Kann man das Gemale da als Video aufnehmen?
Man könnte es ja einfach als ScreenRecord... aber kann man sich auf so ein Tablet auch wie eine Abmalvorlage einblenden, aber dass die dann im Video nicht zu sehen ist? Selbst wenn die Vorlageneinblendung geht per ScreenRecord geht das dann wohl nicht mehr wegzumachen, da müsste das Tablet selbst aufnehmen können nicht der Monitor...


----------



## Jan-Frederik Stieler (21. April 2015)

Hi,
kurz gefragt Häh? Sorry, ich hab nicht verstanden was du bewerkstelligen willst.
Bitte erklär das doch nochmals etwas genauer.

Grüße


----------



## ComFreek (21. April 2015)

Ich glaube, Fantasmo möchte, auf seinem Grafiktablet etwas zeichnen, dieses währenddessen aufnehmen und später im Zeitraffer abspielen lassen. Der Clou ist es nun, nicht etwa aus dem Kopf zu zeichnen, sondern während dem Zeichnen sich auf dem Grafiktablet eine Schablone anzeigen zu lassen. Diese Schablone sollte selbstverständlich später auf dem Video nicht zu sehen seien.

Ich vermute stark, dass es Videosoftware gibt, die eine bestimmte Farbe aus einem Video durch eine andere (z. B. weiß) ersetzen können. So könntest du deine Schablone in einer Farbe gestalten, die nirgends im eigentlichen Bild vorkommt. Nach der Aufzeichnung des Videos ersetzt du einfach diese spezifische Farbe durch weiß.


----------



## Jan-Frederik Stieler (22. April 2015)

HIi


ComFreek hat gesagt.:


> Ich vermute stark, dass es Videosoftware gibt, die eine bestimmte Farbe aus einem Video durch eine andere (z. B. weiß) ersetzen können. So könntest du deine Schablone in einer Farbe gestalten, die nirgends im eigentlichen Bild vorkommt. Nach der Aufzeichnung des Videos ersetzt du einfach diese spezifische Farbe durch weiß.

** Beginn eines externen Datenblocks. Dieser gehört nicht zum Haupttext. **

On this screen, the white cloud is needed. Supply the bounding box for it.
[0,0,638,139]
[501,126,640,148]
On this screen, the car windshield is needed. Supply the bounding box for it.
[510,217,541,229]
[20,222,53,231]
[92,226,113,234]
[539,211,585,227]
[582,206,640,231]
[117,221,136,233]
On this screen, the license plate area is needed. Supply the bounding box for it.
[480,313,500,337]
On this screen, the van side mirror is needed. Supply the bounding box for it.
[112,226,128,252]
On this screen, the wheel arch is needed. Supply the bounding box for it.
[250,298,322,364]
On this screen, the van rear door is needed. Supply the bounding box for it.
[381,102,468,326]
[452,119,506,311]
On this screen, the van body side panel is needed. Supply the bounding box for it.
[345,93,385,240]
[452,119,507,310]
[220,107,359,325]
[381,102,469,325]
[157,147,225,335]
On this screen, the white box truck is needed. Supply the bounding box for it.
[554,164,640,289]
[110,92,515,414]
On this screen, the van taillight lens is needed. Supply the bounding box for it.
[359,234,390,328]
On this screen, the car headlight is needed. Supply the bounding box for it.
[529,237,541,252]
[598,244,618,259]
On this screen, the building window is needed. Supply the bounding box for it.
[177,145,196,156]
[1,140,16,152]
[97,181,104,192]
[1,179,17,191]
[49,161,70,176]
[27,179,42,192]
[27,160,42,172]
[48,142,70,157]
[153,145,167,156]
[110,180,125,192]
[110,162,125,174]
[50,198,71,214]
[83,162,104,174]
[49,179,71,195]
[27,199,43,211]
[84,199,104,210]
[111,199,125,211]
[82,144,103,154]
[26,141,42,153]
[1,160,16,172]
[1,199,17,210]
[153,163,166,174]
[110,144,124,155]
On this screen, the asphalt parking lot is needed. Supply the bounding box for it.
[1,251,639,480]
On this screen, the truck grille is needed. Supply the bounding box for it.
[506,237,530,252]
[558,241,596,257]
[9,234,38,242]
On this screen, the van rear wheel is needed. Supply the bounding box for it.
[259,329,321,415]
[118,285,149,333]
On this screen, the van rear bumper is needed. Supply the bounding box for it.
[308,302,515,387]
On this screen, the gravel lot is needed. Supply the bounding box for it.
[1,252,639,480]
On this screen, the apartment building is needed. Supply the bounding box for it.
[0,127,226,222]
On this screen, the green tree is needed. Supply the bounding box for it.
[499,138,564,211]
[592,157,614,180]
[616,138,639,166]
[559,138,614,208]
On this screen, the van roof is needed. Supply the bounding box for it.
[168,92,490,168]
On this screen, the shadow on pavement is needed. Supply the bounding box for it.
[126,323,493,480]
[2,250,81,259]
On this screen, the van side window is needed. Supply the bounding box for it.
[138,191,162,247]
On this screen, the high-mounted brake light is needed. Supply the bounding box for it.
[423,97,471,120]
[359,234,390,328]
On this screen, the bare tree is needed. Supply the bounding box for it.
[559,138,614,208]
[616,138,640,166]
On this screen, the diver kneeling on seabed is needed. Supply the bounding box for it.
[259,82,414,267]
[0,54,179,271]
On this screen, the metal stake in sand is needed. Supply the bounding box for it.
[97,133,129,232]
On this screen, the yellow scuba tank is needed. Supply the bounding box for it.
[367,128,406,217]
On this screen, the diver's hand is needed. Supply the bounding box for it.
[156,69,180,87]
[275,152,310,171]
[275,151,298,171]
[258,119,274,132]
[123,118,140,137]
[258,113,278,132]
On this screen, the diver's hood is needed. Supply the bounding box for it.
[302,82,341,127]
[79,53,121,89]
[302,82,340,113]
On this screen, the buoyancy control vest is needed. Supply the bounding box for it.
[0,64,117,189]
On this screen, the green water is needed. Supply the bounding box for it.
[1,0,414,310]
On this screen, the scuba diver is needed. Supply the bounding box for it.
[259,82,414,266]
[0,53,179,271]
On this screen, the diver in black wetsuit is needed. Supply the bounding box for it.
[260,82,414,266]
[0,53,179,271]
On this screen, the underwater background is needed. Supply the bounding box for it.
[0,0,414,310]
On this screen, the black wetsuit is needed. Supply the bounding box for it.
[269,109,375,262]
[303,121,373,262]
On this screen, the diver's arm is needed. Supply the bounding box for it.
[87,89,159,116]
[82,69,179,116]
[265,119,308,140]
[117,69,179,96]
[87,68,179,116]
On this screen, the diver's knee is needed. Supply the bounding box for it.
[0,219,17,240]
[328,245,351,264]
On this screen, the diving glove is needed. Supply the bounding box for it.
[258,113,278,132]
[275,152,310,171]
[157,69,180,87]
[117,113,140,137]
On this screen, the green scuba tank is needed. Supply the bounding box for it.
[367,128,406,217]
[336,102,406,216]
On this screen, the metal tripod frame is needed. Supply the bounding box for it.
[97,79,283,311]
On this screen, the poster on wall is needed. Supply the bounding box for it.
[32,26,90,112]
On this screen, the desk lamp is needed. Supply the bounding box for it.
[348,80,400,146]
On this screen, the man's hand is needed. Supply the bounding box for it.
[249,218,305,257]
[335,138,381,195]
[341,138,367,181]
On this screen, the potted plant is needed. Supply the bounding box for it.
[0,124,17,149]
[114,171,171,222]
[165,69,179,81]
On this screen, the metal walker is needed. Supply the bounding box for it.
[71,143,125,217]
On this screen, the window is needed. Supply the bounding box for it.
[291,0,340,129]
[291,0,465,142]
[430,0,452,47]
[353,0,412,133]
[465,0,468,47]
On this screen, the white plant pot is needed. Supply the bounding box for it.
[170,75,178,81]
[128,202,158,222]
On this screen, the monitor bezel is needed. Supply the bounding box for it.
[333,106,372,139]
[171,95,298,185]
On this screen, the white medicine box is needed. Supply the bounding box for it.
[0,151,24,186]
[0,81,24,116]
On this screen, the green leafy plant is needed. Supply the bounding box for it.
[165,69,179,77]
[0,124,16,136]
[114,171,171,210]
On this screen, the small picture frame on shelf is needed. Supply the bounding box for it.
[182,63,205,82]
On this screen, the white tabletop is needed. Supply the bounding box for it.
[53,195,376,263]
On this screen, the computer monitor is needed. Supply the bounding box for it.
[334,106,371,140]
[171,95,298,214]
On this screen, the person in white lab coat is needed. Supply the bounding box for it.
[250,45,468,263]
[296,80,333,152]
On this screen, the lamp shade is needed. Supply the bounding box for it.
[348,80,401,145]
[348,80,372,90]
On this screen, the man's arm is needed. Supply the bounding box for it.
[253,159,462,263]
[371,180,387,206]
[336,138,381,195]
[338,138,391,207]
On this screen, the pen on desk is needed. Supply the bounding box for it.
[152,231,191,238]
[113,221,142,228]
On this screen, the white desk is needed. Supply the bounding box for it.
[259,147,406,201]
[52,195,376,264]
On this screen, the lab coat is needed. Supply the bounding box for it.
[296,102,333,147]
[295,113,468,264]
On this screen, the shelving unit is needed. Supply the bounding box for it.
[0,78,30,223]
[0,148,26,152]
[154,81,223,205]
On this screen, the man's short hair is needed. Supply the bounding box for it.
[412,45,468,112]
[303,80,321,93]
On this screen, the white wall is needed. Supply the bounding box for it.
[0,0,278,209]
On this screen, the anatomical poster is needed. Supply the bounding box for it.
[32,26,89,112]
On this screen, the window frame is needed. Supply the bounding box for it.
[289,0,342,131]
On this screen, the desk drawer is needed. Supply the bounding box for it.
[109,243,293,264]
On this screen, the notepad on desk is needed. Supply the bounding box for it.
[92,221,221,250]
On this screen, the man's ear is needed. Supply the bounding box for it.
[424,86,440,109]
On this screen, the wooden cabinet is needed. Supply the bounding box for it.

Diese Vorgehen nennt man auch Colorkeying. Aber damit wirst du dir eher ins Knie schießen als ein vernünftiges Ergebnis bekommen.

Wenn du was abzeichnen willst, druck es aus und leg es unter dein Tablet. Je nachdem welches du hast kannst du dort die oberste Platikschicht abnehmen und es drunterlegen. Oder du zeichnest über das papier. Die Stifte schaffen das auch teilweise.


----------